Phnom Penh was referred to before Cambodia's Independence form the French in 1953 as the "Pearl of the East" and is still noted for its beautiful historic architecture, including it French colonial buildings and "grands boulevards". Its population was about half-a-million in the early 1970s but swelled to three million, most of whom were fleeing refugees, on the eve of its capture by the Khmer Rouge in April 1975. As the "Killing Fields" took their horrific toll, by 1978 the population of the city was an estimated 32,000. Although many former citizens returned once more to the city after the fall of the Khmer Rouge, city dwellers had been specially selected for extermination in Pol Pot's and his associates' desire to form a totally agrarian Communist society mixed with Khmer nationalism and xenophobia.
The biggest portion of the current city's population are migrants. More Buddhist, more traditional, less likely to be well educated and much more thoughtful of King-Father Norodom Sihanouk, who, during his life and despite his faults, always emphasised that whatever he did, he did it for his country and its people. In contrast, the current Government is earning a rather odious reputation for corruption and forced land grabs. When the urban population is still only 20 per cent of the country and the agriculture sector of the economy is still some 55 per cent of the labour force the Government needs to ask itself some serious questions.

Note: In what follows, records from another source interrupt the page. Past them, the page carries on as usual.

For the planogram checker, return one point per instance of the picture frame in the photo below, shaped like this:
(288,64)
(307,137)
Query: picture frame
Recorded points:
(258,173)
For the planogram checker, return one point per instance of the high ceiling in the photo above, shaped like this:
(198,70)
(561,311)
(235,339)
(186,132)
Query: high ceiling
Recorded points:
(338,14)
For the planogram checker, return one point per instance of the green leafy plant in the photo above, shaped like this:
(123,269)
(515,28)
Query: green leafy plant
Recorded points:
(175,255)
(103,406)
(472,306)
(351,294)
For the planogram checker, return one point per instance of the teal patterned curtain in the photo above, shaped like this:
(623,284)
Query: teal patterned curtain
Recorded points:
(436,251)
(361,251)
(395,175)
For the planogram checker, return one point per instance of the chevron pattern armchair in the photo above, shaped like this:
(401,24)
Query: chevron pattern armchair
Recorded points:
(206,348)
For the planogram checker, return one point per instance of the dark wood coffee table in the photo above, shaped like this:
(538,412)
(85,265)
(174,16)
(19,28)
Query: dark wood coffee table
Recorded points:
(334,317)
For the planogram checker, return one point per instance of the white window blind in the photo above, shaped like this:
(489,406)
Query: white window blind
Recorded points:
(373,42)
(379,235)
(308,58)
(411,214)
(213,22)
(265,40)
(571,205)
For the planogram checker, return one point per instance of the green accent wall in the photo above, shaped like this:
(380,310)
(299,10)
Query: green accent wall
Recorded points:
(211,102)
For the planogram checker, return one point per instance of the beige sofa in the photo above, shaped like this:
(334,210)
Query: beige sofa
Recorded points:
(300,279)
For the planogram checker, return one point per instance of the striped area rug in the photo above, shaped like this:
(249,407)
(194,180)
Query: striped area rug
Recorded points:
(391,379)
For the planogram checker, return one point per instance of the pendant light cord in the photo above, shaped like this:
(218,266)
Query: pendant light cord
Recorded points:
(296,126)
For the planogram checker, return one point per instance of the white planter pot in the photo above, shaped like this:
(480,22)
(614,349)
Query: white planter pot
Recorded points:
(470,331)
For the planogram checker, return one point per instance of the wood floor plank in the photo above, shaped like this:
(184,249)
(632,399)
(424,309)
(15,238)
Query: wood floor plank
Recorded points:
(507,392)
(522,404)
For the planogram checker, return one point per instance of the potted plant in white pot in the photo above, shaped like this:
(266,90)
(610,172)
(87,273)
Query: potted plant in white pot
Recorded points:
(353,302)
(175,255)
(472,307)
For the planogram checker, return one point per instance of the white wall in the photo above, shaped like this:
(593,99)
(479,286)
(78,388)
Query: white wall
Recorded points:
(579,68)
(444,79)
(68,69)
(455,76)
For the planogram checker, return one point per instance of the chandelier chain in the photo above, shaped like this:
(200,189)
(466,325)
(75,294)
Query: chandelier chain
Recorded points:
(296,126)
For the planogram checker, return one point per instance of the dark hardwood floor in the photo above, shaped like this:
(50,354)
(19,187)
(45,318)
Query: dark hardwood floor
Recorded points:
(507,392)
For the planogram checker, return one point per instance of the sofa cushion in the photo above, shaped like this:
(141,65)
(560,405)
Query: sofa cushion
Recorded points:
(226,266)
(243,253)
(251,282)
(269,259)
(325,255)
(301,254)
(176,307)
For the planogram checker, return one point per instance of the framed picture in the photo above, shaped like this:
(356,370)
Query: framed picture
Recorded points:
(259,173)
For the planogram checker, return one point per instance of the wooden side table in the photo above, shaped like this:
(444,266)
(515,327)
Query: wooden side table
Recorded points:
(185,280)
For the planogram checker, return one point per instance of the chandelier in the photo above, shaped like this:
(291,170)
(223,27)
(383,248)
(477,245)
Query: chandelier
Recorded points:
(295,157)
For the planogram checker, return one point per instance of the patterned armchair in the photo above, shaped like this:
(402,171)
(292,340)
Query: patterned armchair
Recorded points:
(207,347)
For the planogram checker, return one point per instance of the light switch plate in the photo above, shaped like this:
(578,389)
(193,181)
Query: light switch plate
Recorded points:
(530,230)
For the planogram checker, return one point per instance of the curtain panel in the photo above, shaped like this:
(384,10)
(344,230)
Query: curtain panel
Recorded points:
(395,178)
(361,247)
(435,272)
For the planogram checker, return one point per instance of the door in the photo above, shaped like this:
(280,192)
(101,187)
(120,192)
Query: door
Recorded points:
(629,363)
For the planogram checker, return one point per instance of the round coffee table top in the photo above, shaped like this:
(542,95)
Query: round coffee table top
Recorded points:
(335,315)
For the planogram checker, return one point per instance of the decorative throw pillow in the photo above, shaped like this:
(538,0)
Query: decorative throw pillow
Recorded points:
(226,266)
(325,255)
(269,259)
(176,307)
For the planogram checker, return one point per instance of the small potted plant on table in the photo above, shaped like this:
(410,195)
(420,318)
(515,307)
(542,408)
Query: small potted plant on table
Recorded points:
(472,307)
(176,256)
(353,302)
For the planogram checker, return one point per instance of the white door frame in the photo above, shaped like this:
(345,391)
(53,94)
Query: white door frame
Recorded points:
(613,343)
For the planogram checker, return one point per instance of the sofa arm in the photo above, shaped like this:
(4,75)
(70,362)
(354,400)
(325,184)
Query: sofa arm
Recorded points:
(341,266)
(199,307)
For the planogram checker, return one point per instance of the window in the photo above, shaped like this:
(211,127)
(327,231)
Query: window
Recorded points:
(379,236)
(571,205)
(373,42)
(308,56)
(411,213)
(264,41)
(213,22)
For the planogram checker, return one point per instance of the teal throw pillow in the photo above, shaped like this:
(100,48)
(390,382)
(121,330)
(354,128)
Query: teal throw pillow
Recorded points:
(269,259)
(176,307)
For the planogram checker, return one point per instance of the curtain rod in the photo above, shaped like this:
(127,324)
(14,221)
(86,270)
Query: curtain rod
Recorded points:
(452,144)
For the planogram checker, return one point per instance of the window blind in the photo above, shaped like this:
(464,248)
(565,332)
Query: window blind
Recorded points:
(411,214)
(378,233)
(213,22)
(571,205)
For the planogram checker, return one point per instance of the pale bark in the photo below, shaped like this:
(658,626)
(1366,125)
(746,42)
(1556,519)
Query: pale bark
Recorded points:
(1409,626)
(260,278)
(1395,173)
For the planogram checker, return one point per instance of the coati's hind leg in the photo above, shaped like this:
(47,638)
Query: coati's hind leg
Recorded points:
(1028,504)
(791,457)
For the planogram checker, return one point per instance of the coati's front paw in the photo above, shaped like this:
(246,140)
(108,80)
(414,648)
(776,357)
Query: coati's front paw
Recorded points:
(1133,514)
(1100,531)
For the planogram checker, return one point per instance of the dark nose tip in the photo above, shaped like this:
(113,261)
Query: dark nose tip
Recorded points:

Whilst Ms Wang was being awarded due punishment King Norodom Sihamoni, head shaved and in traditional white mourning dress, was taking hold of several of the hands of a vast crowd which had come to share the grief that he and the rest of the Royal Family were feeling for his departed father at the start of an official three-month mourning period. The Government had expected a big crowd of 100,000. Apparently it was closer to 1.2 million. Something else that could give the PM something to think on.